We create these feelings of inadequacy for ourselves. That’s not to say that you should never doubt or fear or question yourself. Your feelings, all of them, are valid and important, and you can learn from them. What happens, though, is that we listen to the voices in our head and on TV and in social media, and internalize the negativity. No one will ever be as hard on you as you are on yourself, and we have to shift our thinking from, “I don’t know if I can do this” to “I am skilled and qualified, and I am here for a reason.”


If and when you find yourself slipping into the pit of despair, use these strategies to course correct:

  • Celebrate your successes in as many ways as you can. Your wins can be monumental, and they can also be minute. All positives – from a well written email to a newly landed client – deserve to be recognized.

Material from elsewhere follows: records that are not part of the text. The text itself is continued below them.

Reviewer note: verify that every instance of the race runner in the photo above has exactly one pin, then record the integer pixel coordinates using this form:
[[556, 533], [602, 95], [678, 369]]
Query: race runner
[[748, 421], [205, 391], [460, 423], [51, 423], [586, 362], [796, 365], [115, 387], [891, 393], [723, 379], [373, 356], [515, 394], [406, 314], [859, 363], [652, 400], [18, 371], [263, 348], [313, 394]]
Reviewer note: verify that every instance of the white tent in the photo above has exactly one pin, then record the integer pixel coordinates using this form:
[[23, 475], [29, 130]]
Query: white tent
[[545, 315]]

  • Talk to yourself in the same manner that you would talk to a friend or trusted colleague. We often say things to ourselves that we would never say out loud to someone else. When you realize that you are berating yourself, pause for a moment, and reframe the thought as though you were talking to someone you respect or care about.

  • Be okay with not being okay. You’re human, and (spoiler alert!) you’re not perfect. Know that you have flaws and weaknesses, and lean into them. That said, be realistic about your opportunities, and don’t overdramatize. Sure, you have things to learn, and the good news is that you are fully capable of learning them.

  • Stop apologizing. Generally speaking, we apologize too much, and frequently for missteps that aren’t our own. Find ways to say “thank you” instead. Rather than “I’m sorry, I made a mistake,” say “thank you for bringing this to my attention.”

  • Find a mentor. In other words, ask for help. Doing so is a benefit to you and to the other person. Seek someone past or present in your life who will be honest, who will assist in setting realistic expectations, and who will call you out when you overthink.

  • Most importantly, revisit this statement as often as necessary: You have enough, you do enough, and you are enough.